April 17 Symposium on Race, Inclusion and Culture now free
How does race impact democracy in the United States? Experts, activists and artists will discuss that question at the second biennial Symposium on Race, Inclusion and Culture from noon to 4 p.m. Friday, April 17, on the St. Paul campus of the University of St. Thomas.
The symposium, sponsored by the university’s Office of Institutional Diversity, is now free and open to the public, but online registration is encouraged at www.stthomas.edu/diversity.
Symposium highlights include:
Keynote speaker Dr. Nancy "Rusty" Barceló, vice president and vice provost for equity and diversity at the University of Minnesota, who will speak from noon to 1 p.m. in the Great Room of McNeely Hall. Her remarks will center on the symposium theme, "Diversity and Democracy: Intersections and Interrogations."
Panelists now include:
Jabari Asim, an accomplished playwright, author and journalist who is editor-in-chief of the NAACP’s magazine, The Crisis, a journal of politics, ideas and culture founded in 1910 by W.E.B. Du Bois. He spent 11 years at the Washington Post as deputy editor of the book review section and a syndicated columnist on political and social issues. His 2007 book, The N Word: Who Can Say It, Who Shouldn’t, and Why (Houghton Mifflin) was a provocative examination of this controversial word in American rhetoric and contemporary experience. His new book is What Obama Means: For Our Culture, Our Politics, and Our Future (William Morrow, January 2009).
Lisa Fager Bediako, president and co-founder of Industry Ears Inc., a think tank focused on hip-hop media. A former marketing and public relations executive for Infinity Broadcasting, Capitol-EMI Records and The Discovery Channel, she also is a consultant for the Congressional Black Caucus Foundation and has testified in congressional committees about television and radio content directed at communities of color.
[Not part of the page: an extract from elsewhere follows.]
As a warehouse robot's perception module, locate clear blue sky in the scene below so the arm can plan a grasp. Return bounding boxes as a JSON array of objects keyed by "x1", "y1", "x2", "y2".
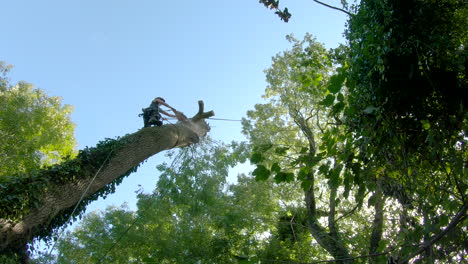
[{"x1": 0, "y1": 0, "x2": 346, "y2": 245}]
Bakari Kitwana, CEO of Rap Sessions and a journalist, activist and political analyst. His 2002 book, The Hip-Hop Generation: The Crisis in African American Culture (Basic Civitas Books), has been adopted for coursework at more than 100 colleges and universities. He is former executive editor of The Source magazine and co-founder of the first National Hip-Hop Political Convention in 2004. He has been an artist-in-residence at the Center for the Study of Race, Politics and Culture at the University of Chicago. Hip-Hop Activism in the Obama Era (Third World Press, 2009) is his most-recent book.
M-1 – Mutulu Olugbala – is best known as half of the political hip-hop duo Dead Prez. He and his lifelong friend, "stic-man" (born Clayton Gavin), released their first album, "Let’s Get Free," to critical acclaim in 2000. Known for their confrontational style and socialist and pan-Africanist lyrics, they have established themselves as lyrical descendents of Public Enemy, Brand Nubian and Poor Righteous Teachers. M-1 is well known in his own right as a grassroots activities for his work in bringing international attention to black, Puerto Rican and American Indian political prisoners in the United States. He is working on a book, Political Animal: Memoirs of a Black Power M.C.
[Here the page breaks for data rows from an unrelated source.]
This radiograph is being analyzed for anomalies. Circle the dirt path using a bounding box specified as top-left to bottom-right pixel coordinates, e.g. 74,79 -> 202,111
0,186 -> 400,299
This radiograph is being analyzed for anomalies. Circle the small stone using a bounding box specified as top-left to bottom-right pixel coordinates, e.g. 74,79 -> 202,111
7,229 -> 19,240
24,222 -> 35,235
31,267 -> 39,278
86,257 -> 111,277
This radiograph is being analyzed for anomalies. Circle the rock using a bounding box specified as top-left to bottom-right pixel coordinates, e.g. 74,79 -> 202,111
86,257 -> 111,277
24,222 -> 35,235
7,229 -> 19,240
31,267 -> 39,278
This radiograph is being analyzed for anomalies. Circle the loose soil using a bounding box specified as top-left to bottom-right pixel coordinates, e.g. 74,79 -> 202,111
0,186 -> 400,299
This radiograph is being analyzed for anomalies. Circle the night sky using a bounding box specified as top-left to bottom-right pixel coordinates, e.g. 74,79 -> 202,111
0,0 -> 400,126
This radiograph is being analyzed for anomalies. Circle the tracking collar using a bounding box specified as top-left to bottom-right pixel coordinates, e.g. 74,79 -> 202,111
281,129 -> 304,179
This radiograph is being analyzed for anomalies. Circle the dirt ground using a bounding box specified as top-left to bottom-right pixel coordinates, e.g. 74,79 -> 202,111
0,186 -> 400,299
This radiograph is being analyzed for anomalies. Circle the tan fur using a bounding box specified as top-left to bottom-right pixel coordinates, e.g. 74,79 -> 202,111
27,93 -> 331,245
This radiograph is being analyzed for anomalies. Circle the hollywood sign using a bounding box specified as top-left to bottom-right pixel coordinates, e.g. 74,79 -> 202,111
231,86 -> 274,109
Mattie Weiss, director of Campus Camp Wellstone, a national program that teaches young people to run successful grassroots campaigns. A Swarthmore College graduate, she worked for the Active Element Foundation doing research for the "Future 500" national youth organizing directory and was a writer and researcher for the Oakland, Calif.-based Applied Research Center, where she wrote and published Youth Rising, a report on youth organizing around the country.